The individuals, on the magazines behalf, contacted the various companies technical support and then rated them. I found this very useful and purchased my Dell on this basis. A decision I didn't regret as I needed their help because of a faulty graphics card.

Any survey is only as good as the questions posed and one question I saw missing was...

"How long did you wait on the telephone before it was answered?"

etc., etc.

  Yorkie_Dave 12:33 17 Feb 03

Use the Internet Also for shopping (esp Computer Hardware & Software) to make sure that we are getting a right deal, The VAT etc that we are paying is going to the right place... Also keep a eye on these companys that keep opening and closing with the same people involved...

And Finaly... Make sure that a Company that wins a award is fit the next month to have the award

Regards YorkieDave

  Goldcroft 12:35 17 Feb 03

Stuartli is right about the CA and the PCA editor is wrong. As far as the BBC goes, I was thinking more about Top Gear which does such reliability comparisons occasionally based on returns from its viewers.

I understand the PCA editor's point about checking every machine, but surely there is a way, via its readers and independent engineers, of conducting such a survey (say quarterly) on reliability and customer service. After all, customer service does not vary much from model to model, but is part of a company's overall policy.

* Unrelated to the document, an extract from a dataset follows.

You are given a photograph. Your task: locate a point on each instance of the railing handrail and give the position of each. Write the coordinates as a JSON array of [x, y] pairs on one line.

I really don't want to be unfair to any editor, but I am a journalistic realist and suspect that it might not be too easy to castigate an advertiser who takes 10 to 20 pages per issue. Certainly there was such a problem on a local newspaper I worked for many years ago when it was common knowledge that it was the manager/advertising manager who often took precedence over the editor on editorial matters where a large advertiser was concerned.

  PCA ed 14:56 17 Feb 03

Stuartli - the CA is a not-for-profit organisation; it doesn't pay corporate tax. I'd call that a pretty BIG government subsidy. It has 78 researchers in the UK alone, and hundreds if you count it's pan-European affiliates.

Yes it buys the products it tests. But is currently in a quandry about the fact that the PCs it tests are off sale before it can publish the results. I know this because I'm in touch regularly with the editors of the reports.

PCA tests machines that are about to come on sale. If you want reviews of stuff that's 6 months old, PCA is not the mag to read.

and btw - <annually> - if you're going to start correcting typos or grammar on this forum you'll have your work cut for you.

Chewydewy - <e individuals, on the magazines behalf, contacted the various companies technical support and then rated them.>
That's the basis of the customer satisfaction survey, but we suvey thousands of customers not just a few, so it's more statistically accurate.

Last year's survey was over 80 questions long and took 30min to complete. People moaned, so we cut it down. Some questions had to go.

Goldcroft - customer service varies wildly from customer to customer. No company sets out with the strategy of bad customer service it would go out of business if it did. I talk to dozens of companies and thousands of customers in the course of a year, so I think I've got a pretty good idea.

Ad sales and reviews are entirely separate. How many times do I have to say that here? If you think we give advertisers an easy ride in reviews, ask the people who send us the machines - Mesh, Evesham, Higrade, Multivision, Dell, PC World, Time. Ask them if they think they get an easy ride in Consumerwatch, or from these forums.

Customer support and service is a very subjective issue. There is a large human element involved and herein lie some of the problems. When dealing with a company with a less than exemplary reputation, you can receive help from someone prepared to go that extra mile on your behalf. You can also get the opposite from a supposedly reputable company. You can never predict how the human element will effect the equation. As to build quality, some of the above would also apply. Computers are one of the least consumer friendly items available, addin the myriad variations of hardware/software its a wonder they work as well as they do.